写真を撮ってくれたお礼に、豪もこの家族の写真を撮った。
同じように二枚撮影したが、ポーズなど取らず、横一列に並んでる状態でスマホカメラに収めた。
ご主人にスマホを返して、撮った画像を確認してもらったら、とても嬉しそうに顔を綻ばせている。

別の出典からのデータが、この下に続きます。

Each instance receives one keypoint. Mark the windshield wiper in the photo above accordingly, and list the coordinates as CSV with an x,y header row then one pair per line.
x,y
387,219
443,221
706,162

豪は、この家族の雰囲気がすごくいいな、と感じ、思わず話し掛けていた。
「家族でお台場、いいですね」
「お台場は妻との思い出の場所なんです。いつか家族で来たいと思っていて、今日願いが叶いました。家族写真まで撮って頂き、ありがとうございました」
ご主人が目を細めながら、一礼してくれた。
一緒にいた奥さんと男の子も、豪たちにお辞儀をする。
「こちらこそ、ありがとうございました」
奈美も礼を述べて会釈をした後、家族連れの人たちと別れた。
豪も、先ほどのご夫婦みたいに、『ここが妻との思い出の場所』って言える所に、奈美と行きたい、と願う。
「妻との思い出の場所か。何かいいよな」
「素敵なご家族だったね」
奈美が微笑みながら、先ほどの家族の背中に視線を向けている。
(奈美が…………俺と一緒になってくれたら……きっと毎日が楽しいだろうな……)
彼女を見ながら、豪は思う。
「俺たちも……二人の思い出の場所って言える所に、たくさん行こうな?」
こんな事を彼女に言うのは少し照れるが、豪は奈美と向き合い、髪を撫でた。